People wrongfully deported from UK, immigration official admits
- Published
A "handful" of people have been wrongly deported from the UK since 2012, the country's most senior immigration enforcement official has admitted.
Hugh Ind told MPs "up to five" people had been brought back to the UK after their removal was called into question.
Ministers have repeatedly said they are not aware of any deportations of Windrush settlers or their families amid the controversy over their status.
Mr Ind also conceded there was a "deep problem" with wrongful detentions.
Critics of the government's "hostile environment" policy towards illegal migration claim it has led to the detention of people living legally in the UK, in particular relatives of the Windrush generation which came to the UK from the Caribbean after World War Two.
A row over immigration removal targets and the government's handling of the Windrush controversy led to Home Secretary's Amber Rudd's resignation last month.

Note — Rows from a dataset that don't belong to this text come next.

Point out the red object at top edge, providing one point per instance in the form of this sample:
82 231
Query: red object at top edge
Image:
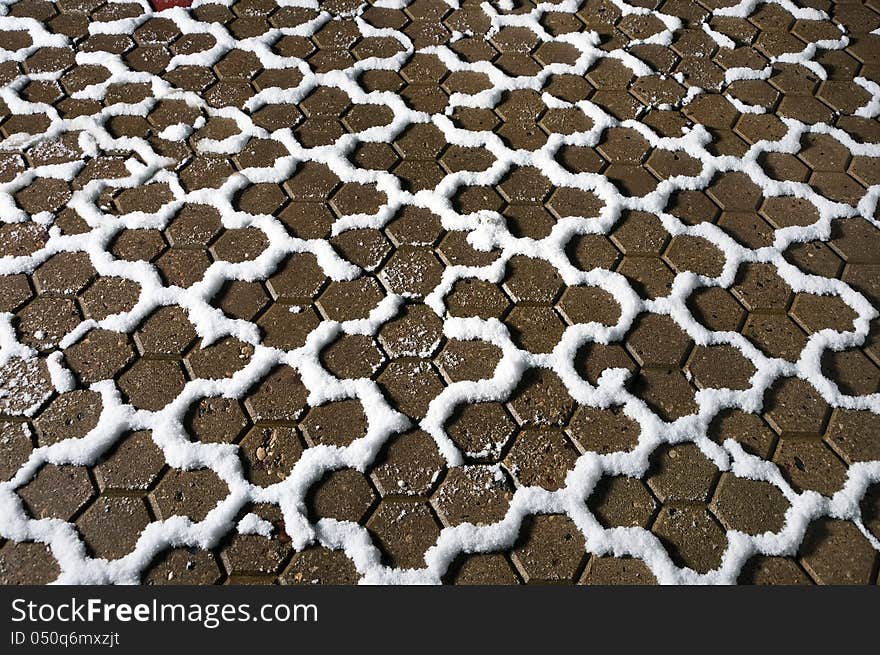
160 5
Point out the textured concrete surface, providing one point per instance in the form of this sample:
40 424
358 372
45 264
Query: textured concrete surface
56 182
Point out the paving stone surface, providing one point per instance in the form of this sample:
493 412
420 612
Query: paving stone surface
570 292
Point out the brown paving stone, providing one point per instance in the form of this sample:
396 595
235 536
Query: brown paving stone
550 550
40 495
182 566
344 495
835 552
622 502
404 531
320 566
691 536
187 493
111 525
539 430
133 464
409 465
482 569
762 570
475 494
541 458
27 563
617 570
250 554
750 506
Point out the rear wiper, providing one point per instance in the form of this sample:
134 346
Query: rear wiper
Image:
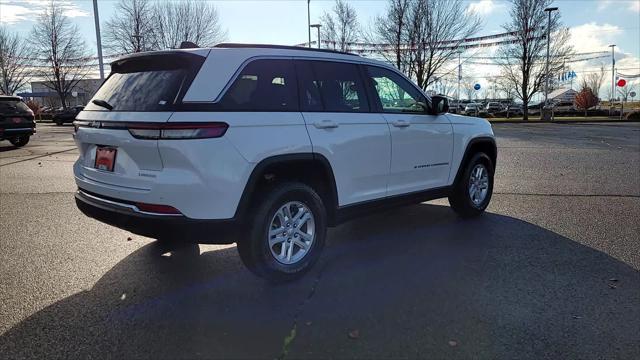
103 104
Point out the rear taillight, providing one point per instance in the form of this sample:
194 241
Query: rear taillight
165 131
178 131
158 209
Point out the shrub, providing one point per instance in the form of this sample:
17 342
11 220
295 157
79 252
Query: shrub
34 106
585 99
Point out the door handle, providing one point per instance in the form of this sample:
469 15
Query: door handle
400 123
325 124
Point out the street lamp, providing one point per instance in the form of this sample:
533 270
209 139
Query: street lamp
309 20
546 73
96 18
546 84
317 26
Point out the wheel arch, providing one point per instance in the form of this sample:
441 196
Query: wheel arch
312 169
483 144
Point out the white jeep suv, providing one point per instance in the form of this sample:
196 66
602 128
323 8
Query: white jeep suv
267 146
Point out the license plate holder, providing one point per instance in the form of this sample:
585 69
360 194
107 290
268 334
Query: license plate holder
105 158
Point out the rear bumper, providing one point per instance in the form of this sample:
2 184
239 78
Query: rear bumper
11 132
127 217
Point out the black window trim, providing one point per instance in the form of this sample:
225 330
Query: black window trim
374 107
195 60
215 105
363 80
376 96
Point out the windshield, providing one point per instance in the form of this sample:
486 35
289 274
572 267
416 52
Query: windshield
13 106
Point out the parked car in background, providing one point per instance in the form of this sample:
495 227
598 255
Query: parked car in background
494 107
456 108
16 121
67 116
472 108
514 109
564 106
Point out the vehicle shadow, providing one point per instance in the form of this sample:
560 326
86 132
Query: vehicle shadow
414 282
7 147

At a meeting of the Home Affairs Select Committee on Tuesday, the Home Office's most senior official Sir Philip Rutnam said there had been targets for removing immigration offenders in each of the past three years.
In the days before she quit, Ms Rudd told MPs on the same committee there were no targets, a fact that was subsequently contradicted by official memos, and then argued that she had not been aware of them.
Sir Philip apologised for what he said was the "regrettable confusion" over the issue at the previous hearing but rejected suggestions that Home Office officials accompanying Ms Rudd had "lied" to MPs.
He said he was launching a review of the advice Ms Rudd was given by civil servants in the run-up to and during the hearing that preceded her exit and he hoped that the prime minister's adviser on standards, Sir Alex Allen, would provide a "definitive account" of what had happened.
'Expectation'
Sir Philip told MPs there were no national removal targets in 2018-19, after it had been decided in the last few months of 2017-18 that the word "target" wouldn't be used.
But he said there remained what he described as an "expectation" that those people who had no right to be in the UK would be pursued.
During angry exchanges with the Labour MP Stephen Doughty, Sir Philip rejected an accusation that he was using "slippery tactics" by using different terms to describe targets.
Pressed by Mr Doughty whether anyone had been wrongfully deported in the past six years, Mr Ind - who is director general of immigration enforcement - said yes.
He added: "There have been times when we have brought individuals back... I'm thinking of a handful."
Asked to be more precise, he said he believed there were "up to five" cases since 2012.
Earlier during the hearing, Immigration Minister Caroline Nokes said she did not think she had had "any cases of wrongful deportation brought to my attention, no".
Asked why the minister was not aware of the cases he himself had spoken of, Mr Ind said: "I don't know."
Mr Ind also suggested some local enforcement teams, including those removing foreign national offenders, were retaining the ability to set local removal targets this year.